Q. What has been your experience on social media?
Joan: While not scientific, if I was to conduct a study of my own life and experience, I would say that I couldn’t agree more.
Over the course of the past eight years, I have experienced tremendous highs and debilitating lows. And, each time, whether high or low, that I spent time on a social media site, I left the site feeling sad.
I can recall many times throughout the past few years that I would be sitting home alone, whether it be on a Saturday night or during a holiday season and felt tremendous anguish after seeing the posts of others. I compared my life to the stories that were being portrayed; the stories that I longed for … the stories that I believed to be true.
Viewing the lives of others through a social media lens provides a distorted view of reality. But, when a person experiences the emotional results of such a projection, the view appears very real.
Q. You do need to have a regular appearance on social media, so how did you handle it?
Joan: It took me awhile, but I finally figured out that what was being posted is not every day reality, but rather someone’s “highlight reel”. The high points of their life. And, we all have one of those!
A clearer picture of what social media really is has helped me immensely. I am now able to scroll through with a less believing eye. I understand that what is being posted is the highlight of someone’s day, week, month or year. It is not their average moments.
But, even with that realization, I had to discern why I was spending so much time on social media. What was I gaining or losing, and was it helping or hindering my connection to others and my overall emotional health. This analysis has helped me balance my time and adjust my expectations. This self-analysis can help you gain insight into your behavior and motives and perhaps, will enable you to create a more positive experience.
Q. Give us an idea of how we would go about this assessment.
Joan: First, ask yourself why you are spending time on social media. Are you lonely? Do you want to build relationships? Is it for professional reasons? Are you procrastinating? Are you longing to connect with old friends or to stay in touch with those that live far away? Once you determine what you are looking for you can then set realistic goals.

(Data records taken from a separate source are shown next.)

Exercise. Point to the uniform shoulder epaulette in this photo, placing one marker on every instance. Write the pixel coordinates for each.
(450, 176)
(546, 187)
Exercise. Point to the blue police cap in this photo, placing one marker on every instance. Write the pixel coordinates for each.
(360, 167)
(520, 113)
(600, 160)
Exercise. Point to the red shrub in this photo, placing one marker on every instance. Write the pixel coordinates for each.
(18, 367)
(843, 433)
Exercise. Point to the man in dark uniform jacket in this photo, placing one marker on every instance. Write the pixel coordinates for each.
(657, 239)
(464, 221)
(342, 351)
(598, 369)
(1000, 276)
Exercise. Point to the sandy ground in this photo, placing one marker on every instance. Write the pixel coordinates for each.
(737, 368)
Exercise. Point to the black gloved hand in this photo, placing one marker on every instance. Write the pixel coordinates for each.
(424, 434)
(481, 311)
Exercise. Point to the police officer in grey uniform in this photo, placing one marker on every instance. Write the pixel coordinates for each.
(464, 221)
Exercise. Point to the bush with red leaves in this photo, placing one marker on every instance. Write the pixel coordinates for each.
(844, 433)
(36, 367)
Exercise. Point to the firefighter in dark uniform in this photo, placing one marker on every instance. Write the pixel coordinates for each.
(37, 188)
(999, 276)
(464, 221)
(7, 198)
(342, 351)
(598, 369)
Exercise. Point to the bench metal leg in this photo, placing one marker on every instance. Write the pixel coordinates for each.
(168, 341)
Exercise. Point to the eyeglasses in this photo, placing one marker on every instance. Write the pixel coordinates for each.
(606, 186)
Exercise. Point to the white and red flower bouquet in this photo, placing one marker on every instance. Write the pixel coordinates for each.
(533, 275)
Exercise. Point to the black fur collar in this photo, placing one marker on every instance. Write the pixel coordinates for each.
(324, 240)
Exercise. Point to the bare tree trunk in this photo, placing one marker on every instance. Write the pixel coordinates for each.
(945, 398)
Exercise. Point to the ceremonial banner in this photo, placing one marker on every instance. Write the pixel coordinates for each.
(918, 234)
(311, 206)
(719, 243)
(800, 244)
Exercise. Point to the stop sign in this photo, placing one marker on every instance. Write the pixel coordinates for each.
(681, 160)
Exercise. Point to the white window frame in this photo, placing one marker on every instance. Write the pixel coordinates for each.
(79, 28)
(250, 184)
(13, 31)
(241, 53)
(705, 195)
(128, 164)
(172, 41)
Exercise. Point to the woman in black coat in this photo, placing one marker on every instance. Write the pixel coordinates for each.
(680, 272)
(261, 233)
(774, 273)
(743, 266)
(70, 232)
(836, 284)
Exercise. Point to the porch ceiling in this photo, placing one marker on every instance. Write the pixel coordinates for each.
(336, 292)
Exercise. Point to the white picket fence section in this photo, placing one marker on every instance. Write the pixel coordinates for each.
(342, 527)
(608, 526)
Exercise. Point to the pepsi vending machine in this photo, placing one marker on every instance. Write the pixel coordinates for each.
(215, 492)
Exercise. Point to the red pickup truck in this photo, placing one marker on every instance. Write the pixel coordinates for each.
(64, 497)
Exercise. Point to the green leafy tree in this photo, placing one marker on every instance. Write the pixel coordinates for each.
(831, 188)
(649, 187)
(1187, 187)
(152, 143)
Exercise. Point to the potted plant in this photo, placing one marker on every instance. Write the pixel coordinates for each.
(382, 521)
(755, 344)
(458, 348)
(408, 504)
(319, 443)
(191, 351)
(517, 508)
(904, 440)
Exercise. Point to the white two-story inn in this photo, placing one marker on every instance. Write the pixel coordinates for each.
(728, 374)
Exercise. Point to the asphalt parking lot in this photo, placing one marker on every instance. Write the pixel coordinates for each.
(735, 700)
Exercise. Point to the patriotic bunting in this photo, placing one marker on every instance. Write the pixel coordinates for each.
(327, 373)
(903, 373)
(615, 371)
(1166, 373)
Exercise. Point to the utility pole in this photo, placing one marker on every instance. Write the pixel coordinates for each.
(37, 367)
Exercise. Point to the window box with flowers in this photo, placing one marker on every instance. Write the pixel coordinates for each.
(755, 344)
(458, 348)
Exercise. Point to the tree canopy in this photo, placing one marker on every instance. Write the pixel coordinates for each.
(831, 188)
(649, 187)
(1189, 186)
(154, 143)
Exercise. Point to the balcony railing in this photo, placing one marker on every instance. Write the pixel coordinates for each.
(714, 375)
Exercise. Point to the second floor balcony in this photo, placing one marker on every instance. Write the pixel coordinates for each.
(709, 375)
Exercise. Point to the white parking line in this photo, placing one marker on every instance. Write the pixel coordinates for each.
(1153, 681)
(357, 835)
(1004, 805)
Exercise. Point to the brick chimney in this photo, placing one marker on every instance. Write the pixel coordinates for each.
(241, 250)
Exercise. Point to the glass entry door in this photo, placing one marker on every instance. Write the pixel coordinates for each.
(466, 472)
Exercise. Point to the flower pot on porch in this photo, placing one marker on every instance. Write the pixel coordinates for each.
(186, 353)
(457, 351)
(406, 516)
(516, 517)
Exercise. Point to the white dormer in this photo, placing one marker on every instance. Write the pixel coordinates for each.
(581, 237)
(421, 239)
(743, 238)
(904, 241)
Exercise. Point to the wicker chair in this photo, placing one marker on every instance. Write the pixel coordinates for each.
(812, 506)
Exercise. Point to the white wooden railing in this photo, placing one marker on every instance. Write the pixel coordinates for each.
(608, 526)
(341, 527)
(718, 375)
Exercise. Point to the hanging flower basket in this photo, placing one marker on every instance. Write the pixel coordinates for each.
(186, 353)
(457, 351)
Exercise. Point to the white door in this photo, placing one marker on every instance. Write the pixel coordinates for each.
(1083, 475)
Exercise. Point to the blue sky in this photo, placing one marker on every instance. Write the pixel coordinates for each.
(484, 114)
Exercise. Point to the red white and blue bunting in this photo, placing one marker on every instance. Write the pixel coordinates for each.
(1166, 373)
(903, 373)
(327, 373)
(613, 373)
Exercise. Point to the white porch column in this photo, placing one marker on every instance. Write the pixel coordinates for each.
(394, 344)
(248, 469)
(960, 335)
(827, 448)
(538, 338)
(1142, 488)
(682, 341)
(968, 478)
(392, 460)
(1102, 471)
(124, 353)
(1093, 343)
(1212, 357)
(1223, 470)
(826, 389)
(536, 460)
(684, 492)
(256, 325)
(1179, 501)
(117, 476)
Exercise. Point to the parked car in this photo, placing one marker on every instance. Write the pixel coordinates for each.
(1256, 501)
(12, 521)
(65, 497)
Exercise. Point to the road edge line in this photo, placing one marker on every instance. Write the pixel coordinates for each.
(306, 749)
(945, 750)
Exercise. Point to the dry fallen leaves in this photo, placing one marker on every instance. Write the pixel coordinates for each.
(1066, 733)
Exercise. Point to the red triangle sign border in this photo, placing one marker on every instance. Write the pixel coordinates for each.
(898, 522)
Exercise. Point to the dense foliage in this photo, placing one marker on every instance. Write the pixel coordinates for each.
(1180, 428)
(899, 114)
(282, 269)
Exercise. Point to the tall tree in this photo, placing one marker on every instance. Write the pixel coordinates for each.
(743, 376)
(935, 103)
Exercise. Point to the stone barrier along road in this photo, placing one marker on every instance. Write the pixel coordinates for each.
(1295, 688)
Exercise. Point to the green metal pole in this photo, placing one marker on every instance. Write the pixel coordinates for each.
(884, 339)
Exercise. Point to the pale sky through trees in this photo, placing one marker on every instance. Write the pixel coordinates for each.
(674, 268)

Then, analyze how using social media makes you feel. Do you feel left out when you follow someone on Twitter and she doesn't follow you back? Do you feel unloved if you do not receive “likes” or “comments” on a post? Does it make you feel jealous of others? Do you think less of yourself? Does it make you too wrapped up in world events?
Q. No one wants to feel bad when dealing with social media, so what do you suggest?
Joan: If you determine that social networking may not be the best thing for you or that it may be causing you social media depression, here are a few suggestions that may make it a better experience:
Remember that you’re seeing a person’s “A game”. Resist the urge to compare your life with those of other people in your social networks. It’s a cropped, photo-shopped image of a highlight moment.
Remind yourself that it may not be all that it appears to be. Sometimes the person posting is trying to meet his/her needs by creating an image of a reality that doesn’t exist. Ask yourself: is the person creating a fantasy because his/her life isn’t as great as it seems. Are they lacking something? I always wonder why a happily married couple has the need to publicly profess their undying love to each other via social media and not just roll over and quietly say, “I love you.” Is the relationship that great or are they trying to make it appear great?
Limit your time on social media. Control the amount of time you spend in the virtual world. Engage in activities outside of the digital world.
Cultivate intimate relationships. Increase your interaction with people directly. If social media causes you to feel disconnected, depressed or lonely, spend more time with people. Get out of the house and get moving. Online communication is very different from face-to-face interactions. Talk over the phone or meet in person. Having positive, secure relationships is associated with high levels of self-esteem and resiliency, fosters feelings of connectedness, and decreases depression and anxiety.
Social media can be a great way to stay in connected to others, but when it makes you feel less social, it may be time for a detox.